How can I solve this diophatine equation :

$$x^2+y^3=z^4$$ for $(x, y, z) \in \mathbb{Z}_{>0}$

I tried to look on wolfram alpha yet it seems like there aren't any solutions...

Answer 1

$$X^{n}+Y^{n+1}=Z^{n+2}$$

Solution always can be written, for example.

$$X=(c^2-b^2)^{(n+2)}b^{(n^2+2n-1)}c^{(n+1)^2}$$

$$Y=(c^2-b^2)^{(n+1)}b^{(n-1)(n+2)}c^{n(n+1)}$$

$$Z=(c^2-b^2)^{n}b^{(n-1)(n+1)}c^{(n^2+1)}$$

If you make this change. $X^2+Y^3=Z^4$

$$p=tz(2zk^2+t)$$

$$s=tzk^2(2zk^2-t)$$

The result of such decision.

$$X=sp^3$$

$$Y=2tzk^2p^2$$

$$Z=kp^2$$

Where the number $t,z,k$ - integers and set us.
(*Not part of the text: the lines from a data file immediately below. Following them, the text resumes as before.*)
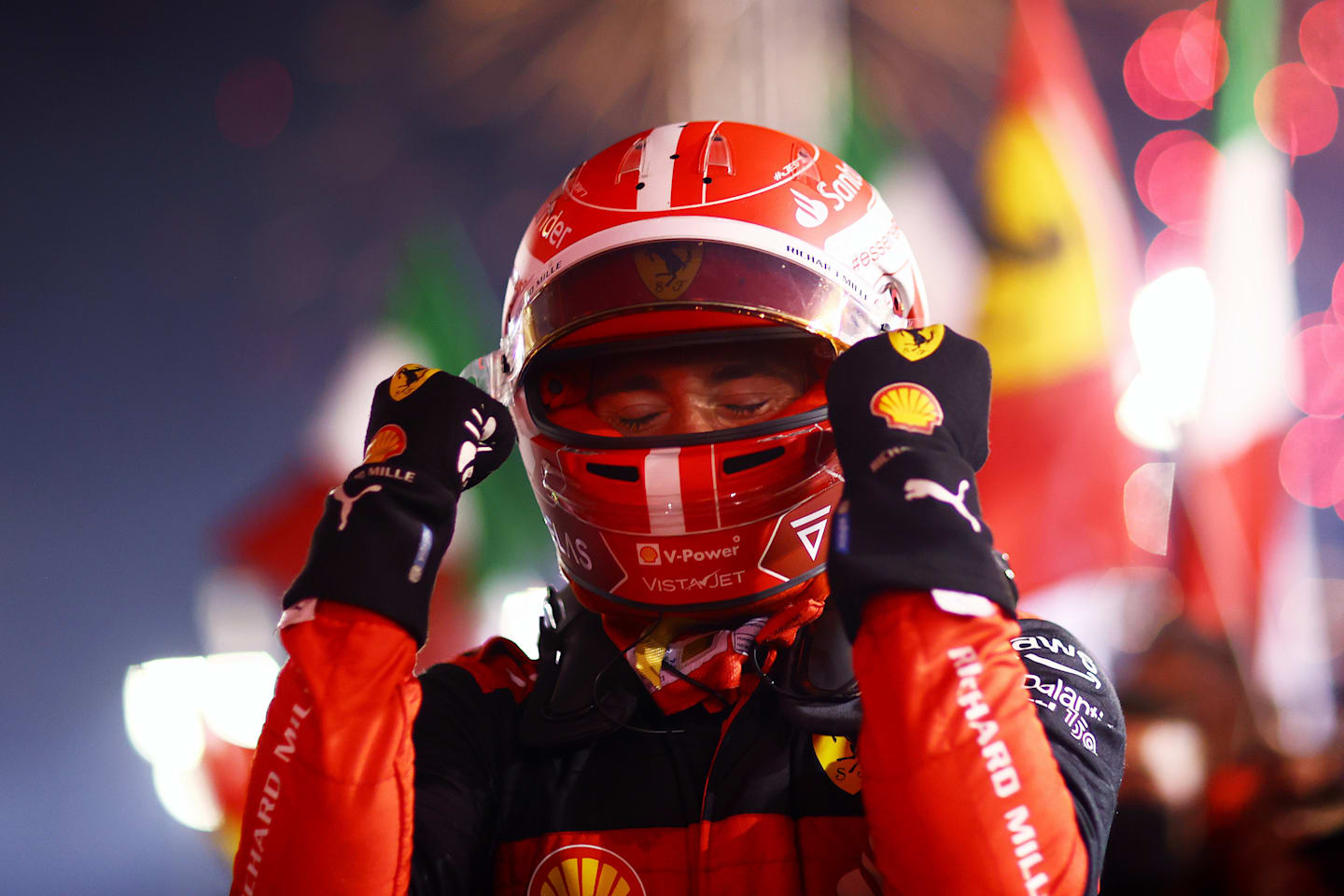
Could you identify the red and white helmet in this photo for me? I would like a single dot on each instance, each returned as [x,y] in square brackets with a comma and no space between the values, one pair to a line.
[693,234]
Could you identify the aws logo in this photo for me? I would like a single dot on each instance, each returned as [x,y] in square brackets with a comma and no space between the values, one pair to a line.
[813,213]
[583,869]
[409,379]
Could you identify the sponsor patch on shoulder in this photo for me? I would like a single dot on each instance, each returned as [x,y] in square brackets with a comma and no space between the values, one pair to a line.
[907,406]
[917,344]
[840,761]
[409,379]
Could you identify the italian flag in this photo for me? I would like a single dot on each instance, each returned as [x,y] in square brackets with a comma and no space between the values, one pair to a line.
[1062,266]
[1243,550]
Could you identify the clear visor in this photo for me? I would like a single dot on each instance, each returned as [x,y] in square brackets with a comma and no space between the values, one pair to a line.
[680,388]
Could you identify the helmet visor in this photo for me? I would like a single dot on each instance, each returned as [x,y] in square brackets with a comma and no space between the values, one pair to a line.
[681,388]
[689,275]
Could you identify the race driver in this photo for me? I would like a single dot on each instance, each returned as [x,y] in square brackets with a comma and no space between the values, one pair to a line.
[788,658]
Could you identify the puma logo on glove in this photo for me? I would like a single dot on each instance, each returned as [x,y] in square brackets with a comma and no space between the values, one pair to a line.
[430,436]
[482,430]
[347,503]
[917,489]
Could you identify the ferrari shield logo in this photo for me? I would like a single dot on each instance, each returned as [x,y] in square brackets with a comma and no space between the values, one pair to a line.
[409,379]
[917,344]
[907,406]
[387,442]
[668,269]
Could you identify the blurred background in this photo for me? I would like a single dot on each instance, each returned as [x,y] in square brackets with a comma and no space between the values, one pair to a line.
[223,223]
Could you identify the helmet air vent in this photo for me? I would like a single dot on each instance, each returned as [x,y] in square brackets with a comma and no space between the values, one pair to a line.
[748,461]
[619,471]
[633,161]
[717,153]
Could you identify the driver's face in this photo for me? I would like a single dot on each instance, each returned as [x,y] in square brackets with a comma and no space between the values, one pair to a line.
[695,390]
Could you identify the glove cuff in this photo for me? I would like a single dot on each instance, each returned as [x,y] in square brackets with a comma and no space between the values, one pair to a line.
[913,525]
[379,544]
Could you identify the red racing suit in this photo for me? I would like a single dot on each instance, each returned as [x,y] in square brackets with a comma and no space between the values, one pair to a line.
[987,762]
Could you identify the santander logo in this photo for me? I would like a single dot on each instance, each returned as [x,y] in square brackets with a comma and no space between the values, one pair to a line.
[812,213]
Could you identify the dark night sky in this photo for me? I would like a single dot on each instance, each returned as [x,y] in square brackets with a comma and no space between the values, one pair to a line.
[161,357]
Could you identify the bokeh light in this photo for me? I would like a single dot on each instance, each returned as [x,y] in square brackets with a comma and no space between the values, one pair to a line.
[1178,63]
[1172,326]
[1148,505]
[1157,49]
[159,702]
[1147,95]
[1319,354]
[253,104]
[1202,55]
[1322,39]
[1309,459]
[1178,184]
[1169,250]
[1295,112]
You may need after you get the numbers, divided by the common divisor.

Answer 2

This is a special case of the generalized Fermat equation $$x^p+y^q=z^r$$ For $\frac{1}{p}+\frac{1}{q}+\frac{1}{r}\le 1$ it has only finitely many coprime integer solutions, as has been proved by Darmon and Granville. For $\frac{1}{p}+\frac{1}{q}+\frac{1}{r}>1$ however, there are infinitely many coprime nonzero integer solutions, given by a finite set of 2-parameter families, see Beukers, The Diophantine equation $Ax^p + By^q = Cz^r$, Duke Math. J. 91 (1998), 61-88. The explicit parameterizations (with proofs) can be found in Chapter 14 of Cohen's book Number Theory, Vol. II.